Dear Abby: Jealousy leads to cracks in trio’s relationships

Dear Abby
Jeanne Phillips

Dear Abby: My best friend of a few years, “Leia,” and I are very close. We were basically a unit, spending every day together. But now I have a girlfriend, “Kara.” She’s a mutual friend of both of us.

Kara and I have been together for only a few months, but I already care about her very much. I don’t want things to change. The problem is, she’s jealous of the connection I have with Leia, and Leia feels ditched, like I’m not spending enough time with her.

I know the conventional advice is to dump one or the other, but I care about them both too much to lose either one, and I need to find a balance instead. How do I go about having a best friend and a relationship at the same time?

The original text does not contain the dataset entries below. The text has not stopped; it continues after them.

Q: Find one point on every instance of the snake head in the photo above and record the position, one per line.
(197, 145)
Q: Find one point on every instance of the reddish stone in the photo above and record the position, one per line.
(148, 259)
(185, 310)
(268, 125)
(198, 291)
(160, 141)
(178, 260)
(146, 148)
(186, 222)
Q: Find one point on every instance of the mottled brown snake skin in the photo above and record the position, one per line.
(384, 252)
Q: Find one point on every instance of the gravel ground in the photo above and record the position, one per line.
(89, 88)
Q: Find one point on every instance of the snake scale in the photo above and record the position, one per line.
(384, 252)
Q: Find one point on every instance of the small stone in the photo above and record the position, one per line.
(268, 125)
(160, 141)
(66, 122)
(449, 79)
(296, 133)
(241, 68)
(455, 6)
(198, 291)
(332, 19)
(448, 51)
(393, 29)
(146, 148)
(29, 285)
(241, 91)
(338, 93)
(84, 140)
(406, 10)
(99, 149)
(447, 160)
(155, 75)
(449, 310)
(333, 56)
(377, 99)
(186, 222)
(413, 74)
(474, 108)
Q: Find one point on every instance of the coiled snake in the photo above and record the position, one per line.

— Pulled in Two Directions

Jeanne Phillips

Dear Pulled: Start by telling Kara that if you wanted a romance with Leia, it would have already happened, and that your friendship with Leia is important to you. Then tell Kara you care about her and feel there could be a future with her, but ONLY if she’s able to control her jealousy and insecurity where Leia is concerned.

After that, explain to Leia that you care about your friendship very much and don’t want her to feel neglected, but now that you have a girlfriend, you have less time to spend with her than you did in the past. Then cross your fingers.

Dear Abby: From the time I was a child, I’ve always wanted to be helpful. If people asked me for favors, no matter how small or out of the way they were, I was always happy to help. Recently, though, I have been noticing that when I ask for help in return, there are very few people I can actually rely on.

I know a lot of people consider me naive and gullible because of my willingness to help, but I have reached the point where I don’t want to do anything for anyone unless they’re sincere about their friendship. How do I politely show them I’m not as clueless and naive as they think I am?

— Frustrated and Annoyed

Dear Frustrated: You don’t have to be confrontational or unpleasant. Accomplish that goal by being less helpful — FAR less helpful — to those who don’t return the favors you bestow.

Dear Abby: We are planning our daughter’s wedding and trying to figure out how to politely ask the groom’s mother to help with the finances. When is the best time, or should I ask the groom to do it? We don’t think he wants to ask her.

— Questioning in New Jersey

Dear Questioning: Have a “truth session” with your daughter and her fiance. If the wedding they’re planning is too rich for your budget, it is important to make it plain now. As to who should ask his mother to contribute, that question should come from your daughter’s fiance, after which a conversation may or may not begin with your soon-to-be in-law.